How Can You Change Habits?
Make a new habit. In short, the best way to change a habit is to replace it with a new one. This means you must complete a new behavior in a given context, get a reward, and repeat. Of course, that’s easier said than done. Forming new habits is challenging because of the barriers that get in the way of completing a behavior, like distance, time, and effort.
Create a helpful environment. One of the best ways to overcome friction is to create an environment that makes the new behavior easy and rewarding. The new environment ideally will reduce old cues that led to bad habits, and increase cues that lead to helpful new habits. “One of the really important things about behavior change is you have to work with what’s around you,” Dr. Wood says. “We really need an environment that would make it easier to actually achieve our goals.”

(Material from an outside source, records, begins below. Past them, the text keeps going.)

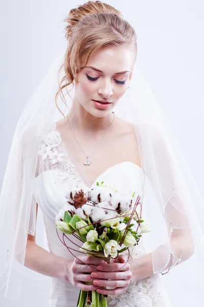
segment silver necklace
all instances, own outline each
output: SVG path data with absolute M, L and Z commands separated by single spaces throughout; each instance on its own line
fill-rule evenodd
M 91 154 L 90 156 L 87 156 L 87 155 L 86 155 L 86 154 L 85 153 L 85 152 L 84 151 L 84 150 L 83 150 L 83 149 L 82 149 L 82 147 L 81 147 L 80 143 L 79 143 L 79 142 L 78 142 L 78 140 L 76 140 L 76 137 L 75 137 L 75 135 L 74 135 L 74 133 L 73 133 L 73 131 L 72 131 L 72 129 L 71 129 L 71 126 L 70 126 L 70 124 L 69 124 L 69 121 L 68 121 L 68 117 L 67 117 L 67 115 L 68 115 L 68 114 L 67 114 L 67 117 L 67 117 L 67 122 L 68 122 L 68 124 L 69 124 L 69 128 L 70 128 L 70 131 L 71 131 L 71 133 L 72 134 L 72 135 L 73 135 L 73 137 L 74 138 L 75 141 L 76 142 L 76 143 L 78 143 L 78 144 L 79 145 L 79 147 L 80 147 L 80 148 L 81 148 L 81 150 L 82 151 L 82 152 L 83 152 L 84 155 L 85 155 L 85 157 L 86 157 L 86 161 L 85 162 L 84 162 L 84 165 L 85 165 L 86 166 L 89 166 L 89 165 L 91 165 L 91 161 L 90 161 L 90 160 L 89 159 L 89 158 L 90 158 L 90 157 L 91 157 L 92 156 L 93 156 L 93 155 L 94 155 L 94 154 L 95 154 L 95 152 L 96 151 L 97 149 L 99 148 L 99 147 L 100 146 L 100 145 L 101 143 L 102 143 L 102 141 L 103 141 L 103 140 L 104 140 L 104 138 L 105 137 L 106 135 L 107 134 L 107 133 L 108 133 L 108 131 L 109 131 L 109 130 L 110 129 L 110 128 L 111 128 L 111 127 L 112 126 L 112 125 L 113 125 L 113 123 L 114 123 L 114 120 L 115 120 L 115 112 L 112 112 L 112 113 L 113 114 L 114 117 L 113 117 L 113 121 L 112 121 L 112 123 L 111 125 L 110 125 L 110 126 L 109 127 L 109 128 L 108 130 L 107 130 L 105 134 L 105 135 L 104 135 L 104 136 L 103 137 L 102 139 L 100 140 L 100 141 L 99 141 L 99 142 L 98 143 L 98 145 L 97 145 L 97 146 L 96 147 L 96 148 L 95 149 L 95 150 L 94 150 L 94 152 L 93 152 L 93 154 Z

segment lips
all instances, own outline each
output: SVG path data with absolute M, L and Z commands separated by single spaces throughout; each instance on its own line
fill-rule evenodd
M 109 101 L 104 101 L 101 100 L 94 100 L 94 101 L 96 101 L 96 102 L 100 102 L 101 103 L 111 103 L 111 102 L 109 102 Z
M 95 106 L 99 109 L 104 109 L 108 108 L 110 105 L 111 105 L 111 102 L 103 102 L 101 101 L 98 101 L 97 100 L 92 100 Z

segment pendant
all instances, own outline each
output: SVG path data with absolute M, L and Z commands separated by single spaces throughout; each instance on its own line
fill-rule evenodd
M 86 161 L 84 163 L 84 165 L 86 165 L 86 166 L 89 166 L 91 165 L 91 161 L 89 160 L 88 158 L 86 158 Z

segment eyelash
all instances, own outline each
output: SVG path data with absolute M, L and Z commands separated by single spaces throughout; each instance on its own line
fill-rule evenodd
M 89 80 L 90 80 L 90 81 L 96 81 L 96 80 L 97 80 L 98 79 L 98 77 L 97 78 L 92 78 L 92 77 L 90 77 L 90 76 L 89 76 L 88 75 L 88 74 L 86 74 L 86 76 L 88 78 L 88 79 Z M 118 84 L 124 84 L 125 82 L 124 81 L 119 81 L 118 80 L 115 80 L 114 79 L 115 81 L 116 81 L 116 83 Z

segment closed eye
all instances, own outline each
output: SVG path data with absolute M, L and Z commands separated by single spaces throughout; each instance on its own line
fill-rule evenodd
M 88 78 L 88 79 L 89 80 L 90 80 L 90 81 L 96 81 L 99 77 L 97 77 L 96 78 L 93 78 L 92 77 L 90 77 L 90 76 L 89 76 L 88 75 L 88 74 L 86 74 L 86 76 Z M 114 80 L 115 81 L 115 82 L 119 84 L 125 84 L 125 82 L 124 81 L 119 81 L 119 80 L 115 80 L 115 79 L 114 79 Z

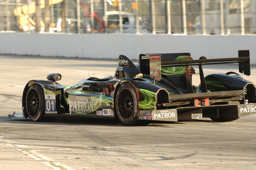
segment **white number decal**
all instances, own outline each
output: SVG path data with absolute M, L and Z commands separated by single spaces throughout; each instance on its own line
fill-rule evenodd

This is where your planning and thinking come into play. If going to the gym is a hassle or you just don’t like it, find an at-home exercise routine you actually enjoy and leave your exercise clothes and equipment out in a convenient, obvious spot. If you want to start reading before bed instead of checking your phone, consider charging your phone overnight in a spot out of reach from your bed, and find yourself a book you just can’t put down.
Use Habits to Your Advantage
Although habits get a bad rap, using them wisely can substantially improve your life. In addition to helping you reach your goals, habits can provide a sense of structure, control, and even meaning to your life. Many gain a sense of confidence and control when they perform specific rituals before or during games. Other people might have family traditions or routines that provide meaning. But even boring habits can be helpful. Because habits take so little brainpower, they can also free up your mind for other things, like thinking about your important life goals or calling your mom on your drive home. “When we’ve practiced on things enough that we don’t have to think about it, then we can do other things,” Dr. Wood told Big Think. “We can make sense out of our world.”